The backing plates fitted on the front hubs. They were ground to the final shape using flapper disks and a surfacing disk got rid of the mill scale. Some trimming is still required on the top but we need the web and top plate fitted first.

1/2″ plate was cut, drilled and tapped for the web.

The webs were ground to their final shape and 1/2″ studs installed. Here the back plate is attached to the hubs and the web bolted onto the upper boss.

Creating the top plate was more of a challenge. They are going to be 3/4″ thick to provide a suitable depth for the ball joint taper. The chop saw cut the 3/4″ plate to the correct angle to meet the back plate. That saw is amazing!

The top plate hole position was carefully measured, marked and drilled. Now the threaded rod, nuts and washers can be used to set the position of the top plate. The top plate is marked to be trimmed to the final shape.

A tapered ream was used to open up the hole in order to match the taper on the ball joints.
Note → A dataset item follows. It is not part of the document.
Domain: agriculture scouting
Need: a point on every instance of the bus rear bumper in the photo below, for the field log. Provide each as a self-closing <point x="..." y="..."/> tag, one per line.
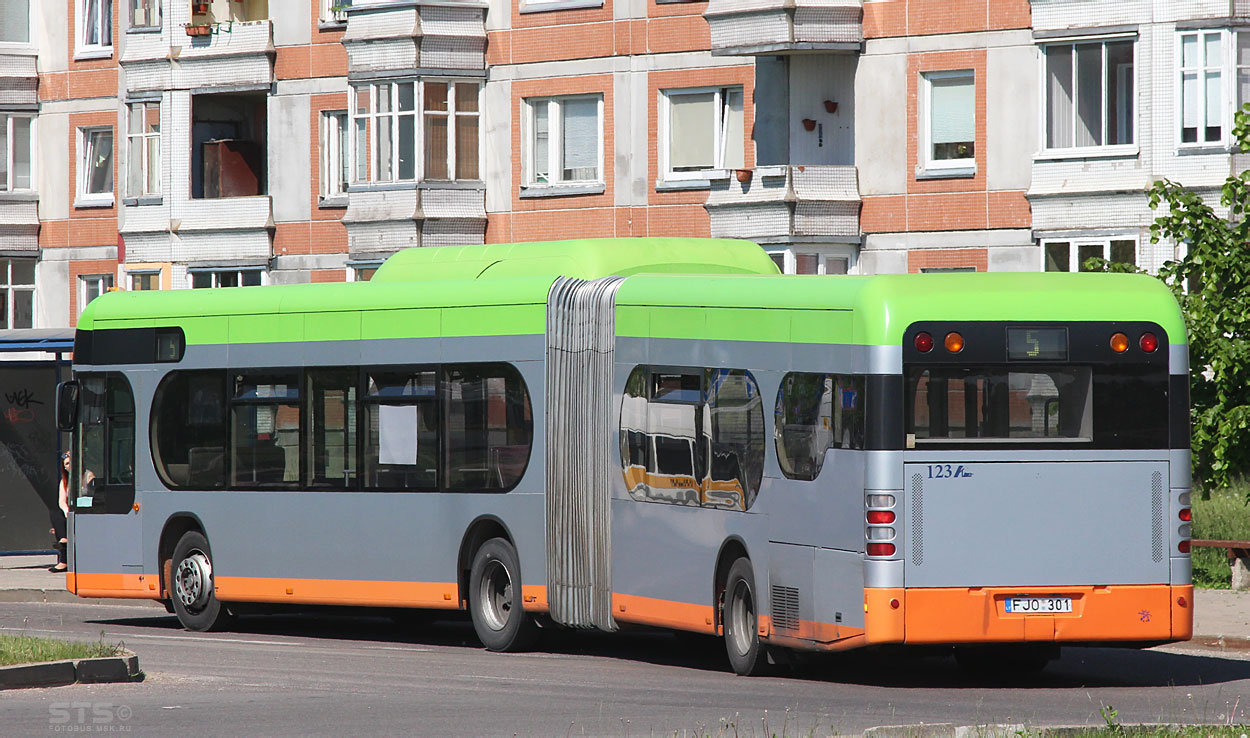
<point x="1128" y="613"/>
With the top plate cut and ground to shape I could determine exactly where to trim the top of the backing plate.

A few practice welds on some heavy plate and the ball joint adapters get fully welded.

The finished product is pretty compact and looks massively strong. In the Lo-cost design the upper control arm is not constrained, the coil over shock attaches to the lower control arm. This means that the lower ball joints carry the weight of the car and the upper ball joints see much less load.
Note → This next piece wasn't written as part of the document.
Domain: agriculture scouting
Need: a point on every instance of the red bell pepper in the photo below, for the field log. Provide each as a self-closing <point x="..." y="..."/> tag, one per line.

The progression from origami to finished component!

I’m Back!

Okay, I did promise to keep on top of the blog when I last posted two years ago (December 2021 yikes!). In my defense, it has been a busy time and car progress has been a bit “spotty” so I never really got into the blog. Sorry about that.. but let’s get on with the story.

The winter of 21/22 came, stayed a while, and went…

and when it did I got to retire – complete with Lo-Cost 7 car cake and custom “G.T.F.O.” license plate!

The car eventually came off the ceiling and work could commence.

Cutting sheet metal for the firewalls.

Tacked in place

Added the driver’s side steering and dash frame.

Time to dismantle and clean up the front hubs.

Fortunately, most of the rusty sheet metal bits are not needed.

Here are the important bits in need of cleanup.

Angle grinders with wire brushes and a pneumatic needle gun do the job.